Holistic Theology

Jens Zimmermann

2017-05-14

“Since participation in the Christ-reality fully affirms the world, the Christian therefore no longer needs to feel torn between different allegiances to heaven and earth. Indeed, Bonhoeffer introduces the divine mandates of church, marriage, government, work, and culture as the God-given means to live one’s life holistically, without constant ethical conflicts, freely and confidently before God. Nevertheless, Bonhoeffer also insists that the same Christ-reality places both self and world within an eschatological framework determined by the “ultimate” promise of creation’s renewal in Christ. In Christ’s life, death, and resurrection, creation was affirmed, judged, and renewed. As a result, the fallen creation, or the penultimate, is preserved and “held over” in its relative autonomy until its transformation into a new world already inaugurated in Christ’s own resurrection but fully to come with Christ’s return. The Christian life is basically the hermeneutical task of participating in this eschatological framework. God’s affirmation of creation allows one fully to live within the penultimate, that is, to pursue work, enjoy life, one’s spousal or social relations, and cultivate the earth. Yet the cross and resurrection also give this pursuit the urgency to recognize that all these things exist in light of God’s humanity as revealed in Christ.

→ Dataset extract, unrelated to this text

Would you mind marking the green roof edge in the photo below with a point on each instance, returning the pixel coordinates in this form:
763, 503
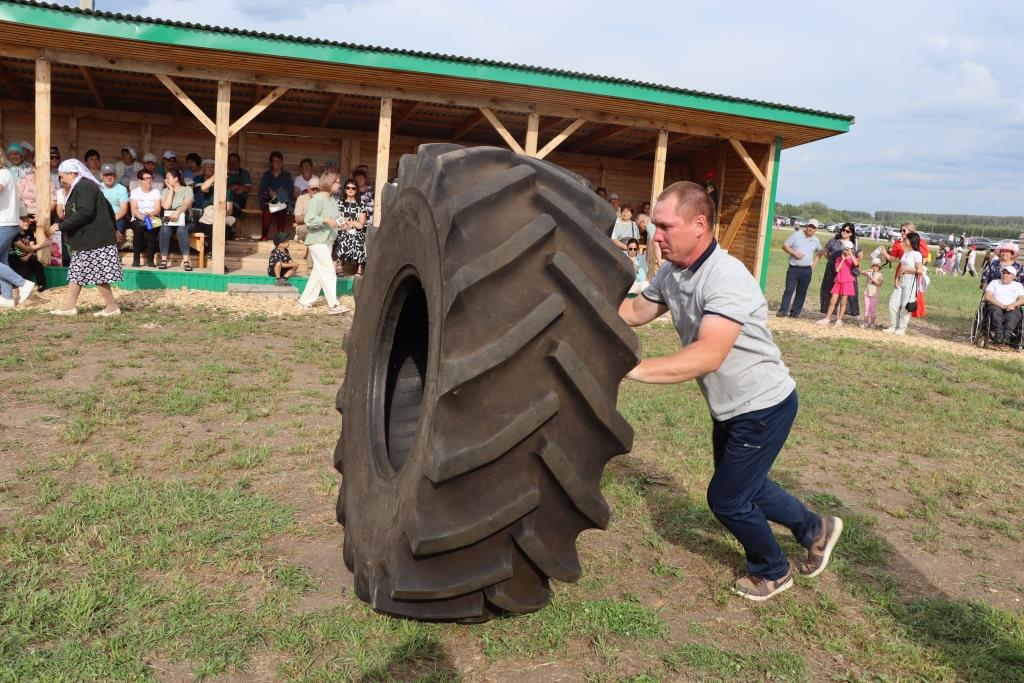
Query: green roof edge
156, 31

Bonhoeffer explains that “the Christian life is the dawn of the ultimate in me, of the life of Christ in me; however, it is also always life in the penultimate in anticipation of the ultimate” (DBW 6:151). Participating in the “polemical” relation of the ultimate to the penultimate, “the Christian life entails neither the destruction nor the sanctioning of the penultimate, so that in Christ the reality of God encounters the reality of the world and allows us to participate in this encounter. It is an encounter beyond any radicalism or compromise. The Christian life is participation in Christ’s encounter with the world” (DBW 6:151).”